A companion to this piece appears at Information Dissemination.
Did Obama push Russia into invading Ukraine?
As disorder continues in Ukraine’s eastern provinces, and as Russian forces remain (despite President Vladimir Putin’s comments) deployed in threatening fashion along Ukraine’s border, finger-pointing has begun in Washington.
In particular, some analysts say, the collapse of the Assad regime in the wake of the brief US bombing campaign backed Putin into a corner. Moscow bitterly denounced the campaign as “intervention run amok,” but political support and last minute arms shipments could not prevent the military coup that left Assad dead and the regime headless.
While administration spokesmen continue to argue that Syria and Ukraine are unrelated, more than a few analysts have laid responsibility squarely on the Obama administration.
“This is the fruit of Obama’s distraction with the Middle East. Putin is playing real power politics; when he’s pushed, he pushes back. It doesn’t seem that many on Obama’s foreign policy team understand this,” said one senior affiliate at a Washington think tank.
The resultant chaos in Syria may provide Moscow a degree of emotional comfort, but chances for a restoration of Russian power appear low. The collapse of the regime effectively left Russia without a Mediterranean base, especially after rebel groups stormed and destroyed Russian installations at Tartus.

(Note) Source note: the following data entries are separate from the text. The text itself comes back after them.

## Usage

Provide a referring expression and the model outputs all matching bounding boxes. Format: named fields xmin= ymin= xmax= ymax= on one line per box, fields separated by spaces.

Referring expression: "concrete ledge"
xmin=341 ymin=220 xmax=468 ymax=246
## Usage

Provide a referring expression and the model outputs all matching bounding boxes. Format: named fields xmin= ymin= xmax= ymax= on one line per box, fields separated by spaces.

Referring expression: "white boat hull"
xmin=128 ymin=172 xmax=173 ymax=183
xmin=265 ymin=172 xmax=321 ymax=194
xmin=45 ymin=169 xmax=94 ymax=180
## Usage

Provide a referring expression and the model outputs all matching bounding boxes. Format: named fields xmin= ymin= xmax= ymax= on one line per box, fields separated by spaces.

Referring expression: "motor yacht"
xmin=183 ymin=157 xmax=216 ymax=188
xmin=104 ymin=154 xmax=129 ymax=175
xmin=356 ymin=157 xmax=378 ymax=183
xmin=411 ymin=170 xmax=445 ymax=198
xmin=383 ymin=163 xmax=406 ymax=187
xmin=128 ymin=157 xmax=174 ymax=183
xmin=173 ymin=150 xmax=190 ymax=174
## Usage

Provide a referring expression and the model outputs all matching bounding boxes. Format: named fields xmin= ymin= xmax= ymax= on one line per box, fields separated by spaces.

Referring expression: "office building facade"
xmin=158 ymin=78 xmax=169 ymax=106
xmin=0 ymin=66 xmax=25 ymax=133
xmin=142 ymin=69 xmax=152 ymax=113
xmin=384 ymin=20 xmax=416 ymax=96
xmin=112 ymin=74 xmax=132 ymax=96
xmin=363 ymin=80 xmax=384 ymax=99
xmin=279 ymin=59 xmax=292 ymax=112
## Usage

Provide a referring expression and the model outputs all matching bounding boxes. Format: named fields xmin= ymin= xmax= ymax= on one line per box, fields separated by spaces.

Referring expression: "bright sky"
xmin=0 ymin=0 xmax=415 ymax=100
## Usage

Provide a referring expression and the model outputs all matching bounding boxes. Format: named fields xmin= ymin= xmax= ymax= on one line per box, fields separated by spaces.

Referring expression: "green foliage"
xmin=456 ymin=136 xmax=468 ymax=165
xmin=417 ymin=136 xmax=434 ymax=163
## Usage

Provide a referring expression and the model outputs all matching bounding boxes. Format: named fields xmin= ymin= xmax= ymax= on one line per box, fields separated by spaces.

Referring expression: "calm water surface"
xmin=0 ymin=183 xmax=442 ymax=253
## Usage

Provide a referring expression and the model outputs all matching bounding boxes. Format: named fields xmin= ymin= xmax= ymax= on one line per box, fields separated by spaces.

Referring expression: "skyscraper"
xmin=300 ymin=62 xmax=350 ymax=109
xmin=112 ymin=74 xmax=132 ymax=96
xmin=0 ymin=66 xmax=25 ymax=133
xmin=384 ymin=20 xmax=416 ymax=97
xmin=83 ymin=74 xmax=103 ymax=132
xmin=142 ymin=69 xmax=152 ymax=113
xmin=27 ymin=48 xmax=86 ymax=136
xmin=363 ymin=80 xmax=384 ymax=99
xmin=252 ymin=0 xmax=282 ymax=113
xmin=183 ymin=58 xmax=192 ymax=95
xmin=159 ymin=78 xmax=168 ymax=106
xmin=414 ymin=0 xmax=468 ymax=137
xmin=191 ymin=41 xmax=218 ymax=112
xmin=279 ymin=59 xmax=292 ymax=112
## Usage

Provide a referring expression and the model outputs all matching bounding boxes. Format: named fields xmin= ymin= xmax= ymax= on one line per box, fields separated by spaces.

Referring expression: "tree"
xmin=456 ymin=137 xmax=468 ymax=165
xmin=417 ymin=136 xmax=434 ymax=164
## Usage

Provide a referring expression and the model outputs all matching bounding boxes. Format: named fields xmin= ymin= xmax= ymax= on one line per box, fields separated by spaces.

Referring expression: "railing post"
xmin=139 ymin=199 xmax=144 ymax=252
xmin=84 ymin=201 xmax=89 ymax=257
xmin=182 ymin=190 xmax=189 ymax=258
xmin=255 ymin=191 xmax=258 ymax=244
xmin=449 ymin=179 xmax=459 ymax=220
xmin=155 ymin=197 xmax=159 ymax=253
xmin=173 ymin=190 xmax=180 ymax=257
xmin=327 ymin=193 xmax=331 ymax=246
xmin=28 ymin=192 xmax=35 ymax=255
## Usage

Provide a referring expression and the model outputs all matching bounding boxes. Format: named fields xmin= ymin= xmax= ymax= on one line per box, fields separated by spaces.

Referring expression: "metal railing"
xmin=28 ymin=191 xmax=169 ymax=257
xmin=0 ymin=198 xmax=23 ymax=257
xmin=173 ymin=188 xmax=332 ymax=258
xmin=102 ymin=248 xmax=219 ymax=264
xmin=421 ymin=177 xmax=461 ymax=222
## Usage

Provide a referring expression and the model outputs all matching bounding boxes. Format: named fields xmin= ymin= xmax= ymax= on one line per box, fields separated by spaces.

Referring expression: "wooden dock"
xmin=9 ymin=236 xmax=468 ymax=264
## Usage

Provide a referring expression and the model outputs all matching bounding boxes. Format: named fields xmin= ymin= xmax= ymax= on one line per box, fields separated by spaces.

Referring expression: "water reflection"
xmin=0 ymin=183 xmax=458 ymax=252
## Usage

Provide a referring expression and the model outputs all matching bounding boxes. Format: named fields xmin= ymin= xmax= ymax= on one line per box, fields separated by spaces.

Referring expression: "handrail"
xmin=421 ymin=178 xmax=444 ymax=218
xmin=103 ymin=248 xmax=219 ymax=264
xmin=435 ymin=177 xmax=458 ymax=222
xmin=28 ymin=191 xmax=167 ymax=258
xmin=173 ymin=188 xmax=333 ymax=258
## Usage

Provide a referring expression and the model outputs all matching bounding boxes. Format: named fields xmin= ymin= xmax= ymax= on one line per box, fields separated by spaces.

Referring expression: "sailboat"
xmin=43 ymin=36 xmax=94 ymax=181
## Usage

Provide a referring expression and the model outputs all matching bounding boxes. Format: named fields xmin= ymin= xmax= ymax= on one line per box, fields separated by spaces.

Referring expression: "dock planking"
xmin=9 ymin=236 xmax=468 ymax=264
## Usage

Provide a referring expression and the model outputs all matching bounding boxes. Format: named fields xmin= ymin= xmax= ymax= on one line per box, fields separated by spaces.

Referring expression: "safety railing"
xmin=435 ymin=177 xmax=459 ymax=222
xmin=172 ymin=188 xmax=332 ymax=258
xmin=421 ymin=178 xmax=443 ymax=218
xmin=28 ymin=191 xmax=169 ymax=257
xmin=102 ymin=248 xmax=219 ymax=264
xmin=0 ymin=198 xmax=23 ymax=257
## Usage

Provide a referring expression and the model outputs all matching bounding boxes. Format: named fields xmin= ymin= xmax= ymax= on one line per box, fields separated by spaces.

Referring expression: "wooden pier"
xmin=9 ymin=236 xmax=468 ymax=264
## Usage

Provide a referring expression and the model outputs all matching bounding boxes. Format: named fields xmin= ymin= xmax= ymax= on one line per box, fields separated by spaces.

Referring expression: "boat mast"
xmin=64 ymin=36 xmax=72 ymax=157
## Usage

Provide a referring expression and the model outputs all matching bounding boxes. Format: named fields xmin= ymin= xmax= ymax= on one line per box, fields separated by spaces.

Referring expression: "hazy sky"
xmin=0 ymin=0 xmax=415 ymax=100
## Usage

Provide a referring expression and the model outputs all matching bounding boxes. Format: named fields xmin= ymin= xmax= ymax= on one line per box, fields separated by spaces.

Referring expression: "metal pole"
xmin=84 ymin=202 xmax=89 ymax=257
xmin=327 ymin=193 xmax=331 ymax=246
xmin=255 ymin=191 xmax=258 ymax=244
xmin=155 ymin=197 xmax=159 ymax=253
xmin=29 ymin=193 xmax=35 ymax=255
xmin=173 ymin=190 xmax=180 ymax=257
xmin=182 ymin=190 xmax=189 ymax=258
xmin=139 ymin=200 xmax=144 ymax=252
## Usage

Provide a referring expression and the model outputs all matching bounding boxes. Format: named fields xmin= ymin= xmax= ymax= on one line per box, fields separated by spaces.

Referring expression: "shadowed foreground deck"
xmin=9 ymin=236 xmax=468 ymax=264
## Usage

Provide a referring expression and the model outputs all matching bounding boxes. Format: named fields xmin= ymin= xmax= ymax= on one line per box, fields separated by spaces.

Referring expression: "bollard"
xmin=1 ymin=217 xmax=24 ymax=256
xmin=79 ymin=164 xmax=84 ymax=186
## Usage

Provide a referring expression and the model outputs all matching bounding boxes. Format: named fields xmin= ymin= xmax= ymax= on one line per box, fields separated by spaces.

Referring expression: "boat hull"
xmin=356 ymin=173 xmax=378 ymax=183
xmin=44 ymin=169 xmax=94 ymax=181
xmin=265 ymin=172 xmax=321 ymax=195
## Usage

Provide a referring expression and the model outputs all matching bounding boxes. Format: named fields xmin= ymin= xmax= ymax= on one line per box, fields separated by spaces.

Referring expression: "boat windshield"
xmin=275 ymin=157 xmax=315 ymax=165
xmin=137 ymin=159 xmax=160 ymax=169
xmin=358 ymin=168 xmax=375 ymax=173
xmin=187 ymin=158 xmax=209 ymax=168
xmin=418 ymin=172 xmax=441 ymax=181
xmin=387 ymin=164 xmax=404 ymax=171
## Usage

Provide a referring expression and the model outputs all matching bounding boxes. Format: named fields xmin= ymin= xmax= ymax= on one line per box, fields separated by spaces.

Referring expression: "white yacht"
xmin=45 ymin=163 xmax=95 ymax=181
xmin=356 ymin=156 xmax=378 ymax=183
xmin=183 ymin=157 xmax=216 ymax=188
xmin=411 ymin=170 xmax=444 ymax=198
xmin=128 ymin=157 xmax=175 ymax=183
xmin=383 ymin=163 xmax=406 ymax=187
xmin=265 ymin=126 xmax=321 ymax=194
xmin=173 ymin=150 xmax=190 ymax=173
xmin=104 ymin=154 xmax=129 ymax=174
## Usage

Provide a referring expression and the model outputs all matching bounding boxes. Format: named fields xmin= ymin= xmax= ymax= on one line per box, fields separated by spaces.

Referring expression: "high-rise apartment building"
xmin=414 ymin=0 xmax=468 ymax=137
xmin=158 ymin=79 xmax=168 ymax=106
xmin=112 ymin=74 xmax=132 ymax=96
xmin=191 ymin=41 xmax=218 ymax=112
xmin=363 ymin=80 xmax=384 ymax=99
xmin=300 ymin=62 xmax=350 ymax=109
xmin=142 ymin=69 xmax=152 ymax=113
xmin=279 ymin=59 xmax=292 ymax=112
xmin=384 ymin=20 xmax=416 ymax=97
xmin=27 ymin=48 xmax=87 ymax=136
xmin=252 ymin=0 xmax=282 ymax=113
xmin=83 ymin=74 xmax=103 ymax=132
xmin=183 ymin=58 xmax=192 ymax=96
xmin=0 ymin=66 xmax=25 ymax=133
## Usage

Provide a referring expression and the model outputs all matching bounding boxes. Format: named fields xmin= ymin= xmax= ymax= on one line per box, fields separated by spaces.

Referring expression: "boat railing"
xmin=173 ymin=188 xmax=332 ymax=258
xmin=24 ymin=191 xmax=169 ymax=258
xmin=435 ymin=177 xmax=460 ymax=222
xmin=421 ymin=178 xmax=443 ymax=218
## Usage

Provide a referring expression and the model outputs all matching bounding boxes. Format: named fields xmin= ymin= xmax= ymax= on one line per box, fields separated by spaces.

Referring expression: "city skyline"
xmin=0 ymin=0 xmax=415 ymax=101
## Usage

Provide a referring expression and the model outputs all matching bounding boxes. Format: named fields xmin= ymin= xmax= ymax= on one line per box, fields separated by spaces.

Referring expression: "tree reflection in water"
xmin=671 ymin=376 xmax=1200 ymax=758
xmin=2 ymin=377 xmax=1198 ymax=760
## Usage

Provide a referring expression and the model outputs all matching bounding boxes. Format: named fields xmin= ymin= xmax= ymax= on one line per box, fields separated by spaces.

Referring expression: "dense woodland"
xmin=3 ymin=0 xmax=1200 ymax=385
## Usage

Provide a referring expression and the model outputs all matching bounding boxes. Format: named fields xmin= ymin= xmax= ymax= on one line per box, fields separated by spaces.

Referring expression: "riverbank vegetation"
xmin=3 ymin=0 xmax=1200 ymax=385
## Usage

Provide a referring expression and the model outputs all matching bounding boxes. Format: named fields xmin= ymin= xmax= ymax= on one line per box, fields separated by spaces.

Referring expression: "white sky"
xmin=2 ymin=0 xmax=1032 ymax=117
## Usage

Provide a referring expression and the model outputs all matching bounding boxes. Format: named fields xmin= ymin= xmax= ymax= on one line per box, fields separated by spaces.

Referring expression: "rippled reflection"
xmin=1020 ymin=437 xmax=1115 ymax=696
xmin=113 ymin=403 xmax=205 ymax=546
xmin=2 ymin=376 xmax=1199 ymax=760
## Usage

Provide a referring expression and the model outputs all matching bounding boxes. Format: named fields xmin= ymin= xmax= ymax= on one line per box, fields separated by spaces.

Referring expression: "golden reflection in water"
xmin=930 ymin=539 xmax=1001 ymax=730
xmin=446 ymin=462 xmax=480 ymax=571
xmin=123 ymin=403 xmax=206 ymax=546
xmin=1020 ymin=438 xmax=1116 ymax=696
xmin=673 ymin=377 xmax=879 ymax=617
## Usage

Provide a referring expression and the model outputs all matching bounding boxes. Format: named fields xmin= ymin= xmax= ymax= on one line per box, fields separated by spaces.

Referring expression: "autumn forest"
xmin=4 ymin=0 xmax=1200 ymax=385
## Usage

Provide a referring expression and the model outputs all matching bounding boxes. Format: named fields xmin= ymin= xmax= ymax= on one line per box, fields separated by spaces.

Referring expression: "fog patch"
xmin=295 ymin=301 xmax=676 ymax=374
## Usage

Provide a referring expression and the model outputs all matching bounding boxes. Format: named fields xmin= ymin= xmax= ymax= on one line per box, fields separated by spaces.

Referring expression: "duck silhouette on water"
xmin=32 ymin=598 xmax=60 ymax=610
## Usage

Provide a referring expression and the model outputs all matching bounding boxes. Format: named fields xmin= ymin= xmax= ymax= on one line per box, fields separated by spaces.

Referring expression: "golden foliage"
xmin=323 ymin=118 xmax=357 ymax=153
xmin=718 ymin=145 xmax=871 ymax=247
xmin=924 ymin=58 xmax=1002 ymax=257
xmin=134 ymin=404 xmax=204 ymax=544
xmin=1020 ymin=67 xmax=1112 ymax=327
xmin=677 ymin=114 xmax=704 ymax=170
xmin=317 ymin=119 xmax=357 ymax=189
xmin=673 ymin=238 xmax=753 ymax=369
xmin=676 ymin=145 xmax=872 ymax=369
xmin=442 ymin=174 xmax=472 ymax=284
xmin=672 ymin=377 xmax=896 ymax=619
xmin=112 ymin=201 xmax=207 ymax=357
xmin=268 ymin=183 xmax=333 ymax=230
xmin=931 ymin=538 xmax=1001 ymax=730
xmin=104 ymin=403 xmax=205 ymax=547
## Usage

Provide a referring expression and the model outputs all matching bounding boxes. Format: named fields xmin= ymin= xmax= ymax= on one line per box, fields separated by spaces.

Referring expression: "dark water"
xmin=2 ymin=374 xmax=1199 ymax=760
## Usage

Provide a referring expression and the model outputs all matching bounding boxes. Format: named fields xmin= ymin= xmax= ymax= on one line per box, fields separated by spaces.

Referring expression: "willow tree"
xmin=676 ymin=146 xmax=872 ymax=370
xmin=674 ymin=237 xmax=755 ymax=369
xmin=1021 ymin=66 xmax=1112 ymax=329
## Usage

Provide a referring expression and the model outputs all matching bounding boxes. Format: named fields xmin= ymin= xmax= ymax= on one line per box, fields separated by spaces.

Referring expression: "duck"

The US “victory” in Syria posed a major setback for Russia, but several sources alleged that it drew US attention away from the developing situation in Ukraine. “While Obama was doing a victory lap on Syria, Putin caught him flat-footed in Ukraine,” said an advisor to a senior Republican member of the House Foreign Affairs Committee.
Could Obama have seen the Russian move coming? In the wake of the collapse of the Libyan and Syrian governments, the loss of the Yanukovych government in Ukraine seemed eerily reminiscent of the serial collapse of Soviet satellite states in the early 1990s, a memory which remains bitter for much of the Russian leadership. “Would Putin have moved so aggressively if he didn’t feel weak and cornered? I doubt it,” said one senior Bush administration official.
Several foreign policy analysts also voiced concern over the future of Russia’s relationship with China, suggesting that the bombing of Syria might irrevocably have pushed Moscow into Beijing’s arms. “The geopolitical implications of this are gruesome. We’ve basically traded Damascus for Kiev, which doesn’t make any sense. We’ve also cemented the Russia-China axis we’ve always feared.”
Indeed, some analysts suggested that the campaign against Syria could prove fatal the Obama’s “Asian Pivot,” intended to redistribute American military and diplomatic effort towards Asia. “The lesson that Beijing learns from this is that the US can be easily distracted by the Middle East, and doesn’t have its heart in maintaining an anti-Beijing alliance system in East Asia. It doesn’t help that China now has Moscow in its corner,” said one scholar of Sino-American relations.
What could the Obama administration have done to prevent this? The President’s declaration of a “red line” on Syrian chemical weapons usage locked the United States into intervention after the determination that the Syrian military had used such weapons on civilians. Analysts interviewed for this report were nearly unanimous that stepping back after making such a declaration would have been a major blow to US credibility and reputation.
There is little doubt that the Russia’s invasion of Ukraine ended the “honeymoon” provided by the relatively successful operations in Syria and Libya. However, few of the analysts interviewed for this article suggested any easy answers for the crisis in Ukraine. At this point, military and political reality seems to leave the United States deeply constrained with respect to recovering Crimea, or to preventing further incursions into other border provinces.